If other autistic minds function the way mine does, we see more than we are comfortable seeing when we look into your eyes. I see fear, confusion, anger, vengeance, impatience, xenophobia, a smug lack of acceptance, and a whole lot of other things when I look into a person's eyes. Sometimes I get all this from just one person! Along with, sometimes, a few positive happy things like pleasure, recognition, acceptance and a feeling like "maybe this is a person who can do a helpful thing for me." But the positive things are more rare. And maybe, when a neurotypical person makes eye contact, they see those things too. But maybe NT's subconsciously filter the irrelevant emotions and pick out the ones that are actually directed at themselves and the situation? I can't always do that. If I read your emotions in that flicker of eye contact, and they seem to be predominantly negative, I take it personally. I can't help it. I don't know how to relate the emotions I see in your eyes to your experience. I only see you reacting to me, to my attempt to make eye contact with you even though it's hard. I've been told that that's what normal people do. I try it, to try to fit in and see if maybe I act a little more "normal," maybe more people will accept me or like me. But sometimes, the backlash I get of another person's strong emotions flowing out of their minds through their eyes is overwhelming. So my reaction isn't what you would have expected. So I look even more strange to you, and because of xenophobia, you like me a little less.

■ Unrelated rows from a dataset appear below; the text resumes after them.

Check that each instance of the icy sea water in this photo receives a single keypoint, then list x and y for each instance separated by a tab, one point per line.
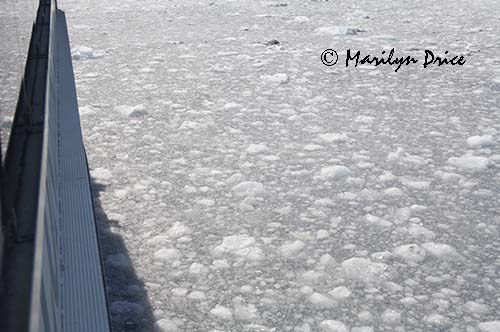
256	189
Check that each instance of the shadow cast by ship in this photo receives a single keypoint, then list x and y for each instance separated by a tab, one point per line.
129	305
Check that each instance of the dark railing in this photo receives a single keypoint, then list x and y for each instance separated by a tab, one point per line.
52	278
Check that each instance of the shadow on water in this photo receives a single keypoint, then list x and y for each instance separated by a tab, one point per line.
129	305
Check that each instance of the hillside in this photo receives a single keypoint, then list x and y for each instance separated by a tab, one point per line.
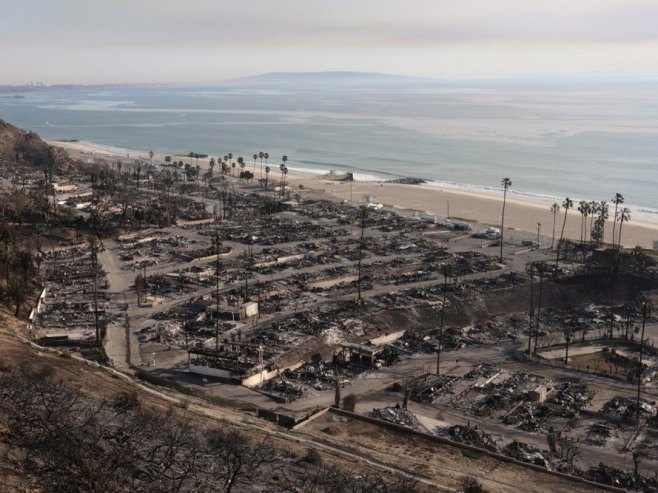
69	454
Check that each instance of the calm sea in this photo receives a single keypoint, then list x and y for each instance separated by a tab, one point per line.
585	144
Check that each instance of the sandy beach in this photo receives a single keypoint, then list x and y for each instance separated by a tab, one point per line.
485	209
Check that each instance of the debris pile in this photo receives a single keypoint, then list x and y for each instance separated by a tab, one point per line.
483	370
469	436
398	416
429	388
600	434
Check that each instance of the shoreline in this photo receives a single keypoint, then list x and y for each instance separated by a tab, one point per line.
476	207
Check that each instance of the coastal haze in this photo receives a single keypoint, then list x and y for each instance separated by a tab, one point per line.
389	246
579	138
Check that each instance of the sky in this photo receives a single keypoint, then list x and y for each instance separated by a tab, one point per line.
160	41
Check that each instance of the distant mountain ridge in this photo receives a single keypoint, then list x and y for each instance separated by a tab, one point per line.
335	79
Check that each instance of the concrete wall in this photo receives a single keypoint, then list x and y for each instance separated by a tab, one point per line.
503	458
385	339
289	258
266	375
210	372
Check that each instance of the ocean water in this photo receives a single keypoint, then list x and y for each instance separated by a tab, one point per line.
587	144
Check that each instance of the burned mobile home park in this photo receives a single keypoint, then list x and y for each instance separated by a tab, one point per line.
267	292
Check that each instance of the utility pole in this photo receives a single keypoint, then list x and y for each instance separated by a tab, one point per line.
446	272
541	285
217	243
645	312
363	225
532	304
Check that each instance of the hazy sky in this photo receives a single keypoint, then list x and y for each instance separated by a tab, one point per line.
94	41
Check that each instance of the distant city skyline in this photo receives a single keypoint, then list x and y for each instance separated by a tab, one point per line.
163	41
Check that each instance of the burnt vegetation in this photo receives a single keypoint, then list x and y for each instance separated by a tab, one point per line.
57	439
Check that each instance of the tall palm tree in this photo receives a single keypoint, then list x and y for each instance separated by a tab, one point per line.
261	154
593	210
581	208
555	209
446	270
617	200
603	217
541	269
7	243
506	183
567	204
624	215
588	212
530	268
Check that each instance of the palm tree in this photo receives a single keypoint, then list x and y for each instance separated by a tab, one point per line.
95	247
593	210
7	243
530	271
555	209
582	209
506	183
567	332
603	217
617	200
624	215
17	292
567	204
541	269
261	154
446	270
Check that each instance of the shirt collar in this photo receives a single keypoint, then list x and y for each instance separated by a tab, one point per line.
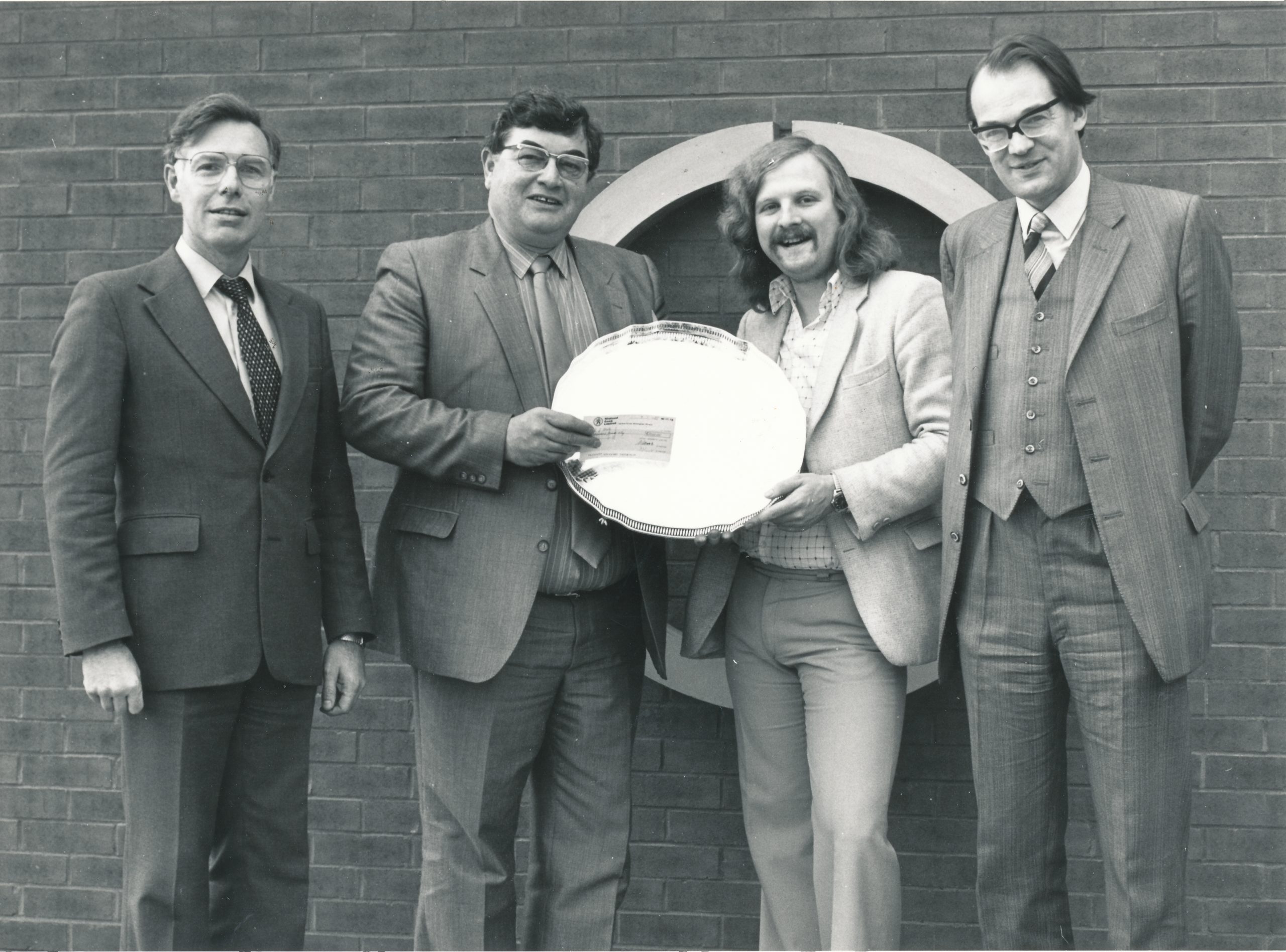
782	292
205	274
521	258
1066	211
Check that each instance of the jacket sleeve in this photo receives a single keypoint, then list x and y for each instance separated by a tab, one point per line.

So avoiding eye contact becomes easier; it's my default, my comfort zone, my coping strategy.
But some people are comfortable to make eye contact with. These are the people in whose eyes I have seen acceptance, tolerance, forgiveness, compassion, empathy, even--dare I say it--unconditional love. These people are few and far between. With some people, I felt like I had that connection once, and then I lost it somehow. I still don't know how. I've read that autistics don't know how to do a thing called "emotional repair" without training. I think this is true. If I knew how to fix the relationships I've broken, I would do it. But with most of them, I'm not even sure what I did that damaged or broke the relationship. Where I do know, all of my tries don't seem to be enough.
Once again, I digress. My bottom line is, eye contact is, indeed, difficult for most autistic people. But probably not for the reasons you think. Sometimes what I see in the eye contact is so overwhelming, I lose track of the words you're saying to me. I focus on your words--unless I'm looking into your eyes. Your feels are very strong in your eye contact. If my reaction is to appear pained, it's not because I don't like you or don't want to look at you or don't want to communicate with you. It's because either I don't understand your emotions and how they fit into the situation, or I can tell you're having a hard time with your own feelings and I don't know how to help. I want to be able to help. If you'll communicate what you need from me, I will try hard to accommodate you! But I probably won't just know, the way a neurotypical friend might instinctively know. I need to be told. So talk to me with your eyes. But please, add words and gestures, and if we're close enough, add physical touch. A warm hand touching my arm, shoulder or back does me a world of good when I'm floundering in a sea of other people's feels. This is not true of all Autistics--some are negatively triggered by physical touch. But I am greatly helped by it. It also helps if you can tolerate my "staring" or my breaking eye contact too soon and avoiding it while we speak! It doesn't mean I don't want to connect. It just means I connect better with words and physical touch than with eye contact.